Detalle Publicación

Longitudinal changes in movement-related functional MRI activity in Parkinson's disease patients

Autores: Hannaway, N.; Lao-Kaim, N. P.; Martin Bastida, Antonio; Roussakis, A. A.; Howard, J.; Wall, M. B.; Loane, C.; Barker, R. A.; Piccini, P. (Autor de correspondencia)
ISSN: 1353-8020
Volumen: 87
Páginas: 61 - 69
Fecha de publicación: 2021
Introduction: Functional brain imaging has shown alterations in the basal ganglia, cortex and cerebellum in Parkinson's disease patients. However, few functional imaging studies have tested how these changes evolve over time. Our study aimed to test the longitudinal progression of movement-related functional activity in Parkinson's disease patients. Methods: At baseline, 48 Parkinson's disease patients and 16 healthy controls underwent structural and functional magnetic resonance imaging during a joystick motor task.
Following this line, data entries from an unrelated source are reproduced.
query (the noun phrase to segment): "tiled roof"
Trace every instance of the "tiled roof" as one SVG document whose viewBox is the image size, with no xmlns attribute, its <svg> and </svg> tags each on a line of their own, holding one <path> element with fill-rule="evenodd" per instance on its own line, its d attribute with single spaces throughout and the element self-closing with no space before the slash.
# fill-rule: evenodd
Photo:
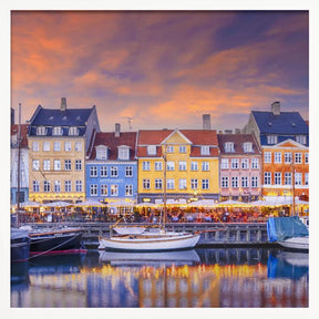
<svg viewBox="0 0 319 319">
<path fill-rule="evenodd" d="M 130 146 L 130 161 L 133 161 L 135 158 L 136 134 L 136 132 L 121 132 L 120 137 L 115 137 L 114 132 L 96 133 L 90 160 L 95 160 L 95 146 L 99 145 L 109 147 L 110 151 L 107 160 L 117 160 L 117 146 L 125 145 Z"/>
<path fill-rule="evenodd" d="M 309 126 L 299 112 L 272 112 L 251 111 L 260 133 L 268 134 L 309 134 Z"/>
<path fill-rule="evenodd" d="M 261 151 L 254 137 L 253 134 L 218 134 L 218 144 L 220 150 L 220 155 L 260 155 Z M 234 153 L 225 152 L 225 143 L 233 142 L 234 143 Z M 246 142 L 250 142 L 253 144 L 253 152 L 245 153 L 243 148 L 243 144 Z"/>
</svg>

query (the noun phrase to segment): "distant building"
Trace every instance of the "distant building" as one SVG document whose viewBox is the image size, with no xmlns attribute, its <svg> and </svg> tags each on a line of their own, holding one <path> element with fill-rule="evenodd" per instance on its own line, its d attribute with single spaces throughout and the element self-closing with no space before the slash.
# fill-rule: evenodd
<svg viewBox="0 0 319 319">
<path fill-rule="evenodd" d="M 40 203 L 85 199 L 85 154 L 100 132 L 95 105 L 60 110 L 38 106 L 30 120 L 29 198 Z"/>
</svg>

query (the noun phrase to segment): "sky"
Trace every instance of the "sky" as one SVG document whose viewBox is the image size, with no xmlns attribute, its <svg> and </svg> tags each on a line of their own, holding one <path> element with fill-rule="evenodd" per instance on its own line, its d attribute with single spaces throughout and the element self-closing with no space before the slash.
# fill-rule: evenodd
<svg viewBox="0 0 319 319">
<path fill-rule="evenodd" d="M 11 11 L 11 107 L 96 105 L 102 131 L 309 119 L 307 11 Z"/>
</svg>

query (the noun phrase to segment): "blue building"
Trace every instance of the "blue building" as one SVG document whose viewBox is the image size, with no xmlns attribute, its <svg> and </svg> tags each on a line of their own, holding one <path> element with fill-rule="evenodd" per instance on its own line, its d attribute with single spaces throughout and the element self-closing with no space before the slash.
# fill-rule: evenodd
<svg viewBox="0 0 319 319">
<path fill-rule="evenodd" d="M 136 132 L 96 133 L 86 156 L 86 199 L 134 203 L 137 196 Z"/>
</svg>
Patients had repeated imaging after 18-months (n = 42) and 36-months (n = 32). T-tests compared functional responses between Parkinson's disease patients and controls, and linear mixed effects models examined longitudinal differences within Parkinson's disease. Correlations of motor-activity with bradykinesia, rigidity and tremor were undertaken. All contrasts used wholebrain analyses, thresholded at Z > 3.1 with a cluster-wise P < 0.05. Results: Baseline activation was significantly greater in patients than controls across contralateral parietal and occipital regions, ipsilateral precentral gyrus and thalamus. Longitudinally, patients showed significant increases in cerebellar activity at successive visits following baseline. Task-related activity also increased in the contralateral motor, parietal and temporal areas at 36 months compared to baseline, however this was reduced when controlling for motor task performance. Conclusion: We have shown that there are changes over time in the blood-activation level dependent response of patients with Parkinson's disease undertaking a simple motor task. These changes are observed primarily in the ipsilateral cerebellum and may be compensatory in nature.